Stop Wrestling with UNIX Timestamps: A Clean Pandas Solution
During the initial stages of building my International Space Station (ISS) data engineering project, I quickly realised a format issue with the timestamps broadcast by the ISS Open API. The timestamps used by the API were set in the UNIX format, which aren't terribly user friendly for consumers of the data.
My goal was to ensure that my dataframe's timestamps are correctly converted from UNIX to ISO 8601 during ingestion. UNIX timestamps represent how many seconds have passed since midnight 1 January 1970.
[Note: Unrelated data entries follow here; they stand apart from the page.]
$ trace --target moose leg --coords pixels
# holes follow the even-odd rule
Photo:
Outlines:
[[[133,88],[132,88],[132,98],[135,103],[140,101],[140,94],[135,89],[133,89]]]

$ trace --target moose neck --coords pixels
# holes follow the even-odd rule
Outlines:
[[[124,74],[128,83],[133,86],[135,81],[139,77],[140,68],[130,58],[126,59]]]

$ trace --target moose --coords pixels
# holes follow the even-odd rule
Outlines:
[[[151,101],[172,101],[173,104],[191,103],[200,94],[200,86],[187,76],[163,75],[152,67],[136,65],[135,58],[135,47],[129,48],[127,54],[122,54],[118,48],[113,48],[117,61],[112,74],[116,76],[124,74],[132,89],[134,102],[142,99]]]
An example UNIX timestamp looks like this:
1707568200 → Converts to 2024-02-10T12:30:00 UTC
While interesting from a historical point of view, I didn't want my ETL application to keep timestamps in this format. So after doing research, the pandas library has a useful function called to_datetime(series). This function can then be combined with another pandas function called dt.strftime to finally convert the timestamp to the ISO 8601 format.
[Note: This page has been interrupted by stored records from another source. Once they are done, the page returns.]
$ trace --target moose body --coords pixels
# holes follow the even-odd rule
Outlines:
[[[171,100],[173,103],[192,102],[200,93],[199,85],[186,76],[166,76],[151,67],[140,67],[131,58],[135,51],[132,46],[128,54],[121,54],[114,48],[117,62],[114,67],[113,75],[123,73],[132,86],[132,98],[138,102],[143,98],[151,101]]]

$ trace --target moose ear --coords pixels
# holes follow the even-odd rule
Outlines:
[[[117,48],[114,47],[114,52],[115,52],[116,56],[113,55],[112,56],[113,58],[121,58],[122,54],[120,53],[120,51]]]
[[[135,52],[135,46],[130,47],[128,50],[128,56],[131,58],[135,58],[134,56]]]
def convert_unix_to_iso(series: pd.Series) -> pd.Series:
"""
Convert Unix timestamps to ISO 8601 formatted datetime strings.
Args:
series (pd.Series): Series containing Unix timestamps
Returns:
pd.Series: Series with timestamps in ISO format (YYYY-MM-DDTHH:MM:SS)
"""
return pd.to_datetime(series, unit='s').dt.strftime('%Y-%m-%dT%H:%M:%S')
The above code takes a series right after my ISS ETL script ingests data, and immediately converts the relevant column of timestamps into ISO 8601 format, which is far more useful for end users.